A recent discovery by hacking groups SiegedSec and ByteMeCrew has revealed a significant security flaw in TheTruthSpy, a consumer-grade spyware operation. The flaw allows for mass access to stolen mobile device data directly from TheTruthSpy’s servers, putting the security and privacy of thousands of Android users at risk.
Key Takeaway
TheTruthSpy, a stalkerware operation, has left thousands of Android devices compromised due to a security flaw that exposes victims’ data. The spyware continues to pose a significant threat to the security and privacy of its victims, highlighting the ongoing risks associated with consumer-grade spyware.
New Security Vulnerabilities Uncovered
Switzerland-based hacker maia arson crimew, in collaboration with the hacking groups, identified and exploited the flaw in December 2023. The breached data obtained from ByteMeCrew included unique device IMEI numbers and advertising IDs of tens of thousands of Android phones compromised by TheTruthSpy. The compromised devices were found across Europe, India, Indonesia, the United States, the United Kingdom, and other regions.
Security Bug Exposes Victims’ Device Data
The security flaw in TheTruthSpy’s software stack allows for unfettered remote access to all the data collected from a victim’s Android device, including text messages, photos, call recordings, and real-time location data. Despite the discovery of the bug, the operators behind TheTruthSpy have not addressed the issue, leaving victims vulnerable to further compromise.

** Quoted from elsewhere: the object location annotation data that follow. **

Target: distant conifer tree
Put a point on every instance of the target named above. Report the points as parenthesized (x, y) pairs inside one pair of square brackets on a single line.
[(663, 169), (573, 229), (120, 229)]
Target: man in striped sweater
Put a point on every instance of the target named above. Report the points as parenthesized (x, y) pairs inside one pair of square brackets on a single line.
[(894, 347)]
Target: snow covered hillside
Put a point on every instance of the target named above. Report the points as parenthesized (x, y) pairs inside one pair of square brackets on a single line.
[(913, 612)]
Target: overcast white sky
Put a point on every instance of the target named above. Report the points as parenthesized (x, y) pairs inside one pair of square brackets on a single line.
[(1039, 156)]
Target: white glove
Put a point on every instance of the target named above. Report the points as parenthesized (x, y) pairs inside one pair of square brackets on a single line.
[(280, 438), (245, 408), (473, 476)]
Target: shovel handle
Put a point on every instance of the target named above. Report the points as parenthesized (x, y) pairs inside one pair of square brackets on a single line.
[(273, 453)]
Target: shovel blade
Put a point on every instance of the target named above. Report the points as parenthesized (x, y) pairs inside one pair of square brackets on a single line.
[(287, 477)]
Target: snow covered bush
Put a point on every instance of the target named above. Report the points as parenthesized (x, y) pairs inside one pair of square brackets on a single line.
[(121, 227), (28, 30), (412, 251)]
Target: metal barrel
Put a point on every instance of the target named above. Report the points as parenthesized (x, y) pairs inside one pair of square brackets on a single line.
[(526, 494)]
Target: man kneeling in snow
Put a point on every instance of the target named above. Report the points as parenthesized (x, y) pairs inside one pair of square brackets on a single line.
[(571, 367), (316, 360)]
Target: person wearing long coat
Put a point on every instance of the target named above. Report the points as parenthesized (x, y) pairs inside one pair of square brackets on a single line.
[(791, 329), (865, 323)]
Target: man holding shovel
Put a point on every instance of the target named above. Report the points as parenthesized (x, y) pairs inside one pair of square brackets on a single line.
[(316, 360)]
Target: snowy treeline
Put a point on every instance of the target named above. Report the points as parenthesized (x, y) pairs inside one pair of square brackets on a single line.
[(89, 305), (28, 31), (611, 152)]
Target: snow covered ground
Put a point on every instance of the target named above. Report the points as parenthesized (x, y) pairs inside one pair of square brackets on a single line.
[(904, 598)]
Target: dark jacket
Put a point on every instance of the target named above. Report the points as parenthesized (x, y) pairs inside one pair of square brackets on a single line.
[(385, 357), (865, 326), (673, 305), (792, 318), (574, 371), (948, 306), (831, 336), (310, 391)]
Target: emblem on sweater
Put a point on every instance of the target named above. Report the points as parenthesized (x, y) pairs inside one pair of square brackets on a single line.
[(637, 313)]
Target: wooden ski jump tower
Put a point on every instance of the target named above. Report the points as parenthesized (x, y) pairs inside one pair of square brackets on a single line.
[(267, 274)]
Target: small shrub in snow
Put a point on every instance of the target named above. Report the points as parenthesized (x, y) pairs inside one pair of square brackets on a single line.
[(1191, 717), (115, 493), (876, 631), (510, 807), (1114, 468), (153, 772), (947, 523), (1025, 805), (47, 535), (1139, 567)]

TheTruthSpy Linked to Vietnam-based Startup, 1Byte
Further investigations revealed that a Vietnam-based startup called 1Byte is behind TheTruthSpy. The operation made millions of dollars in proceeds by funneling customer payments into accounts set up under false American identities using forged documents. PayPal, Stripe, and U.S.-based web hosting companies have suspended the accounts and services associated with TheTruthSpy.